January 21, 1953, release date
Directed by Henry Hathaway
Screenplay by Charles Brackett, Richard L. Breen, Walter Reisch
Music by Sol Kaplan
Edited by Barbara McLean
Cinematography by Joseph MacDonald
Joseph Cotten as George Loomis
Jean Peters as Polly Cutler
Max Showalter (aka Casey Adams) as Ray Cutler
Denis O’Dea as Inspector Starkey
Richard Allan as Patrick
Don Wilson as Mr. Kettering
Lurene Tuttle as Mrs. Kettering
Russell Collins as Mr. Qua
Will Wright as the boatman
Distributed by 20th Century Fox
I wasn’t looking forward all that much to seeing Niagara. Film noir in color? I didn’t believe color could work for film noir. And I had seen bits and pieces of the film at various times on television and wasn’t impressed. I should know by now, from my own experience, that it’s impossible to judge a film from bits and pieces, but initial impressions are so hard to overcome. Seeing Niagara from beginning to end on DVD was a very pleasant surprise, however. In fact, I plan to see it again.

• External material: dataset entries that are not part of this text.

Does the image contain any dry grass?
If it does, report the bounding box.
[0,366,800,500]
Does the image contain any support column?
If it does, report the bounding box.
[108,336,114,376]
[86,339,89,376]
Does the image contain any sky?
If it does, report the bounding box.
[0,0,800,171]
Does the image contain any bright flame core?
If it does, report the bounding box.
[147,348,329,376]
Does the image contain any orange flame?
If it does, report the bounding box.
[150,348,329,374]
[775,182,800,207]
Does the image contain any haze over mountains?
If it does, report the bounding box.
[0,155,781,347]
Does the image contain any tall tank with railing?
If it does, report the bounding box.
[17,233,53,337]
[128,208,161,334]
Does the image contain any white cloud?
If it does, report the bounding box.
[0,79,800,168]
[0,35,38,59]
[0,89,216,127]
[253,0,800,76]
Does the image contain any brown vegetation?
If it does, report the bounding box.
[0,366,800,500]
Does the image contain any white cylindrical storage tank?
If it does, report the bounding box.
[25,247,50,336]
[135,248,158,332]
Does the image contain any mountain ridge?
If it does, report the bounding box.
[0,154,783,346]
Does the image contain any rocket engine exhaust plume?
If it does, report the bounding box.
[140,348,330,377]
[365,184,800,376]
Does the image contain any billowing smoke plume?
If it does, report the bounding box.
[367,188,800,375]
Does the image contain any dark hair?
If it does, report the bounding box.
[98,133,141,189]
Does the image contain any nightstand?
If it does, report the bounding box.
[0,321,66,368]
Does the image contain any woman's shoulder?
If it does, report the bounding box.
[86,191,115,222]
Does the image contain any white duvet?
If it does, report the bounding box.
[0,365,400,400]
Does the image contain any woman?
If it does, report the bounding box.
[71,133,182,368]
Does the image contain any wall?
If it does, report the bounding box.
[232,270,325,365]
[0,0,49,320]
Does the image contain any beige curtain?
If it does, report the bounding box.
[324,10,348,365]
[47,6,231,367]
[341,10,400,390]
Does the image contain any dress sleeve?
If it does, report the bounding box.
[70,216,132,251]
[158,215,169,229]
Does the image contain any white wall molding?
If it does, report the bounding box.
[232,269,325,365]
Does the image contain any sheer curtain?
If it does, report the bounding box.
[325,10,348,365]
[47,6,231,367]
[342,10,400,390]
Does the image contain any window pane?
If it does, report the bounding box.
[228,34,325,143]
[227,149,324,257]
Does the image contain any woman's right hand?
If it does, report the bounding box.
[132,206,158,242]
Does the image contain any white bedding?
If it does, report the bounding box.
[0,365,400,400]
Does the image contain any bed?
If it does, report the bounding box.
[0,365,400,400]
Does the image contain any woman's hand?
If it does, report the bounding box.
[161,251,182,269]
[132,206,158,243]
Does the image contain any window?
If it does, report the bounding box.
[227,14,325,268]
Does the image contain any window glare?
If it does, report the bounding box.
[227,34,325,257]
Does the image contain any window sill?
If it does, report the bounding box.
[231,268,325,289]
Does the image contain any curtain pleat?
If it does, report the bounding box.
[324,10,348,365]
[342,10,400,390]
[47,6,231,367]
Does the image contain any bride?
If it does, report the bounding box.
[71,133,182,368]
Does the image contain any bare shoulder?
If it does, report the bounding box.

From Wikipedia: “. . . Niagara was filmed in three-strip Technicolor, one of the last films to be made at Fox in that format because a few months later Fox began converting to CinemaScope, which had compatibility problems with three-strip Technicolor but not with Eastmancolor.” Click here for more information about the film.
Rose and George Loomis are an unhappily married couple, and Rose wants out of the marriage. She has found a boyfriend who is willing to help her get rid of George, and they set their plan in motion. Rose presents George to everyone as an unstable sort. The fact that he is a Korean War veteran suffering from battle fatigue (a phrase George himself uses in the film) doesn’t inspire any sympathy from others, including Polly and Ray Cutler, the couple also vacationing at Niagara Falls. Everyone wants to avoid George, at least at first, and his emotional outbursts serve Rose’s purpose.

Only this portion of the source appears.